Samedi à Pukkelpop a offert un panorama contrasté où des instants de vraie communion alternaient avec des performances jugées trop convenues. Sur plusieurs scènes, le public a retrouvé ce que l’on recherche dans un grand festival : une intensité collective, des ruptures de rythme et des moments inattendus. En parallèle, certaines prestations ont suscité une impression de redite, laissant des spectateurs sur une attente non comblée.
Les points forts de la journée se sont manifestés par des scènes où l’interaction entre artistes et public a été nette : chants partagés, réactions spontanées et une atmosphère propice aux découvertes. Ces séquences ont rappelé le rôle social et culturel du rassemblement musical, renforçant la réputation de l’événement comme lieu de rencontres artistiques.

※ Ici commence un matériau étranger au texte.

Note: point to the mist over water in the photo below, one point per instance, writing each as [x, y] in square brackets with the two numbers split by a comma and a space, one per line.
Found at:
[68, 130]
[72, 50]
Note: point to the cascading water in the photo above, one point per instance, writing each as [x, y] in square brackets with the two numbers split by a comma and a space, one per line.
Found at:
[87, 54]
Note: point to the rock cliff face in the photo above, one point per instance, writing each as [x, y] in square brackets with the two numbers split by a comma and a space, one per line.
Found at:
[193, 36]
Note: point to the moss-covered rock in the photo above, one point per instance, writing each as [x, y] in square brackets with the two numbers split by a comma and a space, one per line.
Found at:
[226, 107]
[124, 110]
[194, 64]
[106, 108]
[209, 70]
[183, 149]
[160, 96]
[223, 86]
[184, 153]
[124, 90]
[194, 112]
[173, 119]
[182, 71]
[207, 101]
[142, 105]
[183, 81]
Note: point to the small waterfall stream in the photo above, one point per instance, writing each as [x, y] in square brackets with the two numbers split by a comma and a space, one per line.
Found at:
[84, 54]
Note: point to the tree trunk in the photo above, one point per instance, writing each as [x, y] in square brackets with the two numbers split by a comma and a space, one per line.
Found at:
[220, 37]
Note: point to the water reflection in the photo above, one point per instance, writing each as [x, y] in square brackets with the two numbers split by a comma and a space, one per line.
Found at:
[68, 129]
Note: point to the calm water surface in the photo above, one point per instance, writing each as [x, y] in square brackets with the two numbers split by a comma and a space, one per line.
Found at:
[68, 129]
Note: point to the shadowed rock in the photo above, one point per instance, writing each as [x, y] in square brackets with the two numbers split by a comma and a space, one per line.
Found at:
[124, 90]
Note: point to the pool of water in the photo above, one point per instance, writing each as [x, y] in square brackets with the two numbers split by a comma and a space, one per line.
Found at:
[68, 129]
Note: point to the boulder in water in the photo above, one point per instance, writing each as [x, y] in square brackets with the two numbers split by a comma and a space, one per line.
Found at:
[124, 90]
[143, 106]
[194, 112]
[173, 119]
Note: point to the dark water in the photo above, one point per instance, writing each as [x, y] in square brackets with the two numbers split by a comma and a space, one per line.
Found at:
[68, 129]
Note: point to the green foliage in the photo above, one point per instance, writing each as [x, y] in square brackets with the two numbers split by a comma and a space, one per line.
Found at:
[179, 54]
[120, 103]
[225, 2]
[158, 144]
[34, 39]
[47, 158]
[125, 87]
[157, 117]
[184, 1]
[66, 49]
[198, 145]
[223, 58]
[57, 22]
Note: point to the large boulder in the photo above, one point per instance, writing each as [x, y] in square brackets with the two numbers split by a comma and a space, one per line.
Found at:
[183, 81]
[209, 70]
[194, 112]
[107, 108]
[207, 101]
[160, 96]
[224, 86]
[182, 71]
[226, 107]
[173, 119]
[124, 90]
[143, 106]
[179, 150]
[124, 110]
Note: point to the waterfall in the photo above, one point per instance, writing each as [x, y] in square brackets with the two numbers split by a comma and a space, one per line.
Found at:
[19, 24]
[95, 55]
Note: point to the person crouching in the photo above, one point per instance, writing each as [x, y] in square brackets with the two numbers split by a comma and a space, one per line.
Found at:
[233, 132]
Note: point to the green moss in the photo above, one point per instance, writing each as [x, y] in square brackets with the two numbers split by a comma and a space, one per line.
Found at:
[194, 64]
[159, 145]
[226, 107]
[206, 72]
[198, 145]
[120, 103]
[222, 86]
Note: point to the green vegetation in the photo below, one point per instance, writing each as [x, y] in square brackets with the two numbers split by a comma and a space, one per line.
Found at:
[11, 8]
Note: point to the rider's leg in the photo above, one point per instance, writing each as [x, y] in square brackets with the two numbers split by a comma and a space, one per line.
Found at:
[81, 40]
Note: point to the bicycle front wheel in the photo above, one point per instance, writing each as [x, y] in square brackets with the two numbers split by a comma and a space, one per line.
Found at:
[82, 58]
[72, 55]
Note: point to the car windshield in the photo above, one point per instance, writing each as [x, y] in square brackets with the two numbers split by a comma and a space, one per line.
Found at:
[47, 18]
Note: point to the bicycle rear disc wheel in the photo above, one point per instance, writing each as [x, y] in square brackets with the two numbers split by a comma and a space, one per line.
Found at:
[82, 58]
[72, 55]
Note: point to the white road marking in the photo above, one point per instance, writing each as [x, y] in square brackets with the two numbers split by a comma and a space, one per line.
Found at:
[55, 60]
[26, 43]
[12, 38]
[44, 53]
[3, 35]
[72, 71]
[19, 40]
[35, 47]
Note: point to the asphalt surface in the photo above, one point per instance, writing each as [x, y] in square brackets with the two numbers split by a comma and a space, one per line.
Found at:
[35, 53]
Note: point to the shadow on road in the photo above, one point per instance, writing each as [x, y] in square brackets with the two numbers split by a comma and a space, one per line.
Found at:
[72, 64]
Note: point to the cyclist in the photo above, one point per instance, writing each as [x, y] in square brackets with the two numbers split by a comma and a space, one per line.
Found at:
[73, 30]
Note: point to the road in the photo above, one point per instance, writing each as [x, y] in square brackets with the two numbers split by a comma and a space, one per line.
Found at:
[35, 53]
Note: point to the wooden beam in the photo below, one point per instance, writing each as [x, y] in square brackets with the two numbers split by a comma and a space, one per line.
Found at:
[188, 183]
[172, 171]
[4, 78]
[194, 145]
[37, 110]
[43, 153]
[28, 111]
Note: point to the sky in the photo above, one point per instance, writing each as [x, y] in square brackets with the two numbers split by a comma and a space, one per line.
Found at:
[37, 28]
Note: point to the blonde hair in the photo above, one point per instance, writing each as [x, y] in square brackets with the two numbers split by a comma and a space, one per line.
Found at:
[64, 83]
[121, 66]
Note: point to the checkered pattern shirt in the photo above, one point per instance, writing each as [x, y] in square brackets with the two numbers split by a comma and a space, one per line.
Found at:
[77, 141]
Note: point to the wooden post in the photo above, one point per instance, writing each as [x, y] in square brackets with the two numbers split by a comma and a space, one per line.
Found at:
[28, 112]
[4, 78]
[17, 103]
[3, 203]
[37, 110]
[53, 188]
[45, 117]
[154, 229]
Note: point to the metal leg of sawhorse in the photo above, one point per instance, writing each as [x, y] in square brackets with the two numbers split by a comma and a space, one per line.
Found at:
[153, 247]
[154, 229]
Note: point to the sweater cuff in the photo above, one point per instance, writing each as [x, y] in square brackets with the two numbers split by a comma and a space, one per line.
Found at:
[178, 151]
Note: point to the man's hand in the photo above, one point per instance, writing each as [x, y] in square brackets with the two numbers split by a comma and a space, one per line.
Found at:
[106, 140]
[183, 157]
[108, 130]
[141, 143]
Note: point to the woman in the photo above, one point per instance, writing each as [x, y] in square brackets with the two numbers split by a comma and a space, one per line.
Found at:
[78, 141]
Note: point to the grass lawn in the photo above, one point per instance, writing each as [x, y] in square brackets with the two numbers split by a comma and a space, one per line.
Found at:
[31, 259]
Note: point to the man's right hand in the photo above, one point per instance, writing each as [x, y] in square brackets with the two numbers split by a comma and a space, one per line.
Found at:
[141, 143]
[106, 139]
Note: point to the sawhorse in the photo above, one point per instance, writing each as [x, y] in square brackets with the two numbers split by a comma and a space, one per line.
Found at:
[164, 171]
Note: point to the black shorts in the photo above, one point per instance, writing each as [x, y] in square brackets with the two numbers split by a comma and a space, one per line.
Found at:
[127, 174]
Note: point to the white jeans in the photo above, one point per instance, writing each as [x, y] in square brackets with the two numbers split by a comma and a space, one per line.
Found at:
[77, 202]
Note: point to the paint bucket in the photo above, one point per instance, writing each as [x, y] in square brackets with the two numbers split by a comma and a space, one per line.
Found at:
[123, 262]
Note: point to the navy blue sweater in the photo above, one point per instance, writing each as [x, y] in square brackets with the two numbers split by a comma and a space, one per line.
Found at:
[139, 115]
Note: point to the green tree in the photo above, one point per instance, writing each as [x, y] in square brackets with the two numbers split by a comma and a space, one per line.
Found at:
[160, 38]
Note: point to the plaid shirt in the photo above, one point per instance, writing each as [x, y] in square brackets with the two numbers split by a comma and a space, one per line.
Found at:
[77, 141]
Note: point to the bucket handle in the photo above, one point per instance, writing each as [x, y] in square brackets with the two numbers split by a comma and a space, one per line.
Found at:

La programmation a aussi permis à des formations moins connues de bénéficier d’une exposition importante, attirant l’attention et les retours positifs.
Cependant, l’équilibre de la programmation a parfois paru fragile. Plusieurs sets ont été perçus comme trop fidèles aux versions studio des morceaux, sans suffisamment d’éléments d’arrangement ou d’appropriation personnelle pour surprendre. Cette homogénéité d’interprétation a conduit certains à comparer l’expérience à un « karaoké rehaussé », expression reprise par des observateurs pour décrire des moments où l’originalité manquait. Ces critiques portent surtout sur l’expérience artistique, plus que sur l’organisation matérielle du rendez‑vous.
Au final, la journée de samedi laisse un bilan mixte : des moments capables de marquer durablement les festivaliers et des passages qui interrogent sur la manière d’insuffler davantage de singularité aux performances. Les débats suscités par ces contrastes devraient nourrir les retours du public et des professionnels, dans la perspective des prochaines éditions. Pour les amateurs de musique, la journée a rappelé que le plaisir festivalier tient autant aux instants collectifs irrésistibles qu’à la qualité et à l’originalité des propositions artistiques.